I take ice safety very seriously and carry a tape measure for reporting ice thickness and to use in photos for an online ice fishing contest on another site. Have noticed on this and other sites that ice thickness being reported are atleast 50% of the time thicker than what I find at the same places. I realize that ice can vary in a short distance as we found today on Nimi where it went from up to 6 inches to as little as 1.5 inches in maybe 8 feet but it makes me wonder how many actually measure the ice or just estimate the thickness.
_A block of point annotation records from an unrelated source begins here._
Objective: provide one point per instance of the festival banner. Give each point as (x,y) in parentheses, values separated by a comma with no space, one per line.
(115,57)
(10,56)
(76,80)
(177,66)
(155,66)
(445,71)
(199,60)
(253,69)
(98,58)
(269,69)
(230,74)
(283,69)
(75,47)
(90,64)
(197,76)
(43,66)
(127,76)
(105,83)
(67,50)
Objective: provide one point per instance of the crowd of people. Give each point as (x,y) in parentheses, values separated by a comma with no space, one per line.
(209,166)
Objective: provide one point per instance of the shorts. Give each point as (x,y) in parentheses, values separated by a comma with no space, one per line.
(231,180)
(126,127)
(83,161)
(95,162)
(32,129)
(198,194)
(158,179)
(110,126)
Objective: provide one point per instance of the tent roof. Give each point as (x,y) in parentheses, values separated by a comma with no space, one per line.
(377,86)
If I don't measure like I didn't at CLR on Sunday I report it as an estimate because I know people may use my reports and it could affect their safety.


----------



## Workingman (Jan 21, 2016)

I measure. I used a paint pen to mark out inches on my skimmer handle and put the handle end in the hole, hook it on bottom of ice to see actual thickness. Works good, nothing extra to carry!


----------



## Ruminator (Apr 6, 2004)

X2 what Workingman said, but with notches.


----------



## swone (Jan 24, 2007)

I don't measure, but I also don't report. It's each person's individual responsibility to figure it out for themselves and I believe reporting ice thickness encourages people to take chances. Evinrude you cite a perfect example in your post: the ice was 6" at one point, what if you had never found the spot where it was 1.5"? EVERYONE NEEDS TO USE A SPUD BAR TO GET OUT WHEN WE HAVE THIN ICE!!!! If I were to rely on online measurements I am sure I would have gone through the ice at least once, something I have never ever done! I have a spud bar, I use it to get to new spots when we have conditions like we have now. I also carry a flotation device, picks and cleats and keep an emergency phone in a plastic bag. Old cell phones can still be used to call 911. I think it's great to help each other out, but we can't overlook the fact that each person needs to be responsible for their own safety.


----------



## AtticaFish (Nov 23, 2008)

From my middle finger tip to knuckle is 4". From finger tip to wrist is 8". After that, i don't measure.


----------



## Workingman (Jan 21, 2016)

I guess i've always looked at ice reports as "should i bother driving to said lake to check it out" rather than "i saw a good report on said lake so i'll just walk out there without checking"


----------



## tomb (Oct 9, 2004)

Marked my scoop in inches from scoop to handle with black sharpie. Touch it up every season.


----------